細胞の細胞膜には、その活性部位が細胞質ではなく外部媒質に面している酵素が存在することがある。 このような酵素の活性は外酵素と呼ばれ、無傷の細胞を用いて測定することができる。 エクトホスファターゼとエクトキナーゼは、原生動物、細菌、真菌を含むいくつかの微生物で検出されている。

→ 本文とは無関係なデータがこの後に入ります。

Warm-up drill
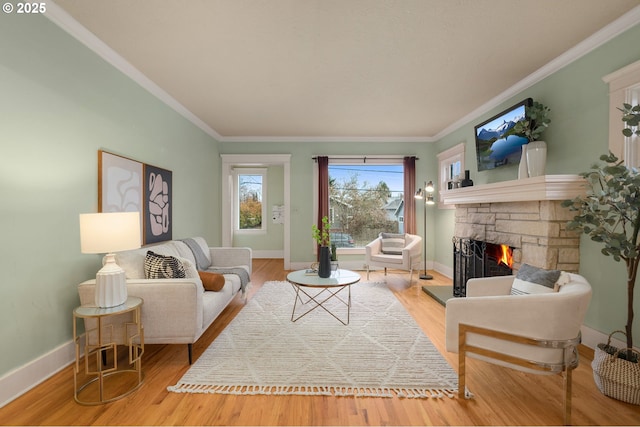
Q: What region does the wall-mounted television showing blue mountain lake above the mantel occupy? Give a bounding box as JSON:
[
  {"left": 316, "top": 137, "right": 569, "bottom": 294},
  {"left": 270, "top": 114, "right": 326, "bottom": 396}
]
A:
[{"left": 474, "top": 98, "right": 533, "bottom": 171}]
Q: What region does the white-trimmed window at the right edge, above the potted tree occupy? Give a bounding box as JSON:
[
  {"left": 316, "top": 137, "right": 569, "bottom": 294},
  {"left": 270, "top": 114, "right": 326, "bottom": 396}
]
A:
[{"left": 602, "top": 61, "right": 640, "bottom": 168}]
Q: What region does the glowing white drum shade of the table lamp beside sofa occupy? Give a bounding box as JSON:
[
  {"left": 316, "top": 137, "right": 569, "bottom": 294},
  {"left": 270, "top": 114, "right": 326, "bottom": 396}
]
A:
[{"left": 80, "top": 212, "right": 140, "bottom": 254}]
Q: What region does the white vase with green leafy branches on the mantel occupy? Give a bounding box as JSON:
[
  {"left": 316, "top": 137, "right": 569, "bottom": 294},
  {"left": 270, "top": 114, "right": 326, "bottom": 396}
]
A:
[{"left": 513, "top": 101, "right": 551, "bottom": 178}]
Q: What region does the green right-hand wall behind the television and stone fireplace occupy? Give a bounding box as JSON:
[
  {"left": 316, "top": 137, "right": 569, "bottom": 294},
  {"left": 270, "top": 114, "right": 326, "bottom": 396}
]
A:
[{"left": 435, "top": 25, "right": 640, "bottom": 343}]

多くの研究により、エクトホスファターゼは様々な種類の細胞の成長に使用するためのPiを獲得する役割があることが実証されている。 真菌類(Fonsecae pedrosoi)では、培地からPiを枯渇させると、異なるエクトホスファターゼ活性の発現が誘導されるようであった。 これらの菌類をPi非存在下で培養すると、Pi存在下で培養した菌類の130倍のエクトホスファターゼ活性を発現する菌類細胞が生成されることが示された。 トリパノソーマの細胞は、ホスホモノエステル代謝産物を加水分解してPiを供給するエクトホスファターゼを持っている 。 例えば、T. rangeliでは、培地中のPi濃度が低いと、異なるエクトホスファターゼ活性が発現することから、この酵素が細胞外培地に存在するリン酸化化合物の加水分解につながることが示唆された。 この加水分解は、T. rangeliエピマスティゴートの発生過程におけるPiの獲得に寄与している可能性がある。

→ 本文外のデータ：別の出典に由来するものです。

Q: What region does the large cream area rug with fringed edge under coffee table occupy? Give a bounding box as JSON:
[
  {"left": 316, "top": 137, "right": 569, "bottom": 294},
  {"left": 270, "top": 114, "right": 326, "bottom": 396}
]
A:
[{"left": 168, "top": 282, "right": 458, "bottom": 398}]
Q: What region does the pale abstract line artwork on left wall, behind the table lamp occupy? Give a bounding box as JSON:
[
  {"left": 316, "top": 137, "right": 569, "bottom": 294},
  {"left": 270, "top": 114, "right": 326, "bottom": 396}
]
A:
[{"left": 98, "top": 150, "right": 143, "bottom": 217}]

蛍光細菌Pseudomonaは、Piが制限された条件下で、一連のリン酸飢餓遺伝子を発現する 。 例えば、P. putida株KT2442では少なくとも56個のリン酸飢餓タンパク質が誘導され、P. fluorescens株DF57では、いくつかのリン酸飢餓遺伝子の誘導が報告されている。

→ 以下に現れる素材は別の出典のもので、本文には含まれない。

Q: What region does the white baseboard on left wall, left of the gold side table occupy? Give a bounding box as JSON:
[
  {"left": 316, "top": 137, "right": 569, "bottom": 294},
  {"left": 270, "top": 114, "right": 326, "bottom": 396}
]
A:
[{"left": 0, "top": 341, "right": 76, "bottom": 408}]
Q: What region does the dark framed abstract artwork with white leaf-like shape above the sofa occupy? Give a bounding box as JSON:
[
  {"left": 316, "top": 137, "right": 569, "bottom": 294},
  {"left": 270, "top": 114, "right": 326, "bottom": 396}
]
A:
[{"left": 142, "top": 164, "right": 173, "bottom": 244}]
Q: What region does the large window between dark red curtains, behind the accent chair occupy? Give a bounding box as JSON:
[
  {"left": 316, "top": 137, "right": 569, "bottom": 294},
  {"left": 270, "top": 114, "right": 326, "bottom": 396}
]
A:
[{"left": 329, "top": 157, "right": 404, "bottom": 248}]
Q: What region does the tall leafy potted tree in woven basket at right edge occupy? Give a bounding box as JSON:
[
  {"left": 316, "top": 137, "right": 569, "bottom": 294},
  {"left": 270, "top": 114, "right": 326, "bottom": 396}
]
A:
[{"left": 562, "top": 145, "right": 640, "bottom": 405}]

多くの真核生物において、ヌクレオチド・ピロホスファターゼ/ホスホジエステラーゼ(E-NPP)ファミリーは、細胞外核酸からのリン酸加水分解に直接関与するタンパク質である。 NPP1〜3はほぼ全てのヒト組織型に存在し、これらの酵素はアルカリ性のエクトヌクレオチドピロホスファターゼ/ホスホジエステラーゼタイプ1ドメインを含んでいる。 S. cerevisiaeでは、NPP1とNPP2は、Piが制御する転写を介してアップレギュレートされる。

6. 結語

Piは多くの生態系でその利用率が低いときに様々な生物で成長制限となる化合物である 。 環境からPiを獲得する生物において、Pi飢餓に反応してホスファターゼ活性が誘導されることはよくある現象である。 これらの酵素は、リン酸化基を加水分解することで、栄養不足の際にPiの供給源とすることが可能である。 Saccharomyces cerevisiaeでは、Pi飢餓のシグナルをきっかけに、少なくとも4種類のホスファターゼの産生が増加する。 (1) 酸性ホスファターゼPho5、Pho11、Pho12(ペリプラズムに局在)、アルカリ性ホスファターゼPho8(液胞に局在)、グリセロールホスファターゼHor2、推定ポリホスファターゼPhm5(液胞に局在)である。 これらの酵素はすべて、遊離Piレベルの上昇に寄与することができる。

Del Pozoらは、シロイヌナズナのPi飢餓によって誘導される酸性ホスファターゼAtACP5を精製した。 この酵素はリン酸化基質の加水分解と過酸化物生成の2つの活性を示す。 ホスファターゼ活性はおそらくPiの動員を反映しており、過酸化活性はAtACP5が活性酸素種の代謝にも関与していることを示唆している。

以上のことから、Pi飢餓に誘導されるホスファターゼは、他の役割も見出せるが、生物のストレスへの適応に一役買っていると考えられる。

謝辞

著者らは、Conselho Nacional de Desenvolvimento Científico e Tecnológico (CNPq), Coordenação de Aperfeiçoamento de Pessoal de Nível Superior (CAPES) and Fundação de Amparo a Pesquisa do Estado do Rio de Janeiro (FAPERJ) による資金援助を謝辞として述べている。 C. F. DickとA. L. A. Dos-Santosはこの研究に等しく貢献している

コメントを残す

メールアドレスが公開されることはありません。